Mike resurrected an old computer to look through some old floppies, but they're password protected and he can't remember the password. Leo says that if Mike can figure out how he password protected it, that could give him a clue. But floppy disks weren't normally password protected. So it's an odd thing for a password pop up to happen. It may be possible to examine the disk using a Linux computer. That could lead to being able to read it. But not for very much longer, as Linux will not support floppies moving forward.
Mark got a 2017 iPad Pro from a pawn shop for about $300, which Leo says that's a pretty good deal. Should he get an iPencil for the iPad Pro? He also wants to know how to wipe out the keychain password file. Leo says that he has an iPencil for his and he rarely uses it. If you sketch or annotate notes, then it's a good option. But if you don't, save yourself $100. Also, wipe the iPad completely so there will be nothing in the keychain. Turn on Keychain syncing and it'll sync to your Mac. Can he view his password list in the iPad?
Pria has her cell service with Verizon and she is having issues connecting to WiFi in her apartment building. Leo says that in her iPhone settings, check the WiFi connection and look for the name of the network. Click on the "i" and look at the network. Make sure there's an IP address in there, starting with either 192 or 10. If it's anything else, she is not getting an internet connection. That would indicate the network is misconfigured. Try to unplug the router and plug it back in to reboot.
Nathan wants to know if there's any recourse if a company isn't protecting his passwords. Leo says in Europe they have the GDPR, but in the US the only real protection is through HIPPA in the medical field. Leo recommends talking to Brian Krebbs at Krebbs on Security and asking him how he should write a letter to warn them of their liability.
Yesterday's story about Collection #1 - a package of hacked email passwords, is actually now reported to be a few years old, so the damage is not as great as previously believed. But Leo still says that it's a wise idea to go to HaveIBeenPwned.com/passwords and see if your account has been hacked. And then change your password. In fact, it may be a good idea to change it anyway, and turn on 2 factor authentication while you're at it.

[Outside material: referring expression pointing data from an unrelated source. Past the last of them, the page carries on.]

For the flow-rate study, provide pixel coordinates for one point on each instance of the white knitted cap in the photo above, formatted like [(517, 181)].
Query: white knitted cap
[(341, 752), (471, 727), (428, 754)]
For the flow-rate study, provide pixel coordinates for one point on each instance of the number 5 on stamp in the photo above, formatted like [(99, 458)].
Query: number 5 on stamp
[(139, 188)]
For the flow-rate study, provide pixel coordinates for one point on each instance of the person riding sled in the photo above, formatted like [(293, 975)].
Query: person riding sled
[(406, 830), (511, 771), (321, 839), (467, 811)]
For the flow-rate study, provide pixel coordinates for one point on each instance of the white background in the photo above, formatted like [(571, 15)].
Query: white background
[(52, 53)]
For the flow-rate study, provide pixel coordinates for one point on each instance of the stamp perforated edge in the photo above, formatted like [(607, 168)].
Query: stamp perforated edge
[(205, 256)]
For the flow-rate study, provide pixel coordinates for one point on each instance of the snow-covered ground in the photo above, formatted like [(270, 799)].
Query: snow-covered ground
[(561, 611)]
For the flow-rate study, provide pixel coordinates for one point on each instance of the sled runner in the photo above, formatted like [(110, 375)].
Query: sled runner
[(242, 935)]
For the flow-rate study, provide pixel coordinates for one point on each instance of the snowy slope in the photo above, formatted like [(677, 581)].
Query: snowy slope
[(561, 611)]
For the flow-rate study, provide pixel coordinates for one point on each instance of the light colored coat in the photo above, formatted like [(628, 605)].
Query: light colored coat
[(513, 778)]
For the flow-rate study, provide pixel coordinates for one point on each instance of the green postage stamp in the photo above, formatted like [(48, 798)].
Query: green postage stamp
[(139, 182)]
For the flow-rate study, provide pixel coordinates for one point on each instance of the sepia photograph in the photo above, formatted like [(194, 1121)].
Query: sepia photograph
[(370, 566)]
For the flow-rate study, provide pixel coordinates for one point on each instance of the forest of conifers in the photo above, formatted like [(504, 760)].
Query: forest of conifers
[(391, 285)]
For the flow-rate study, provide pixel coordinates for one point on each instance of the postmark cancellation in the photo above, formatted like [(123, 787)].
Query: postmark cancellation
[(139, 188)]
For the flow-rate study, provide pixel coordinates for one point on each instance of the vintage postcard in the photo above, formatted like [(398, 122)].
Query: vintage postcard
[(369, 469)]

According to the creator of HaveIBeenPwned.com, over 21 million passwords have been hacked and revealed on the dark web. Leo says to find out if your passwords have been hacked and stolen, head over to https://haveibeenpwned.com/passwords and input your passwords. It'll let you know if your passwords have been hacked.
Bruce wants to know why he's being asked for his iCloud password all the time on his iPhone 8. Leo isn't sure why this happens, but it's happened to him as well. It does go away eventually. Leo thinks it's just a bug. Leo suggests going into settings, and re-entering his passwords there.
Jane has a ton of passwords and needs a password vault to keep them all straight. She was looking at LastPass and wants to know if that's the best one. Leo loves LastPass, and they are a sponsor on the show. He has been using it for ten years and it's very secure. But it's not the only option. There's also 1Password, KeePass, and DashLane.
Mike is having issues logging into Yahoo at home. It says he's using the wrong password at home, but it takes it at work. Leo says one way to test it is to type out the password in notepad and then copy and paste it in. If that works, then he'll know it's not a problem on his end. It could also be a corrupted cookie in his browser. He should try using another browser, or clear the cookies in his browser and try again.
Mike also wants to disable the password challenge on his phone. Leo says that is dangerous to do, but he can turn it off in the phone's security settings.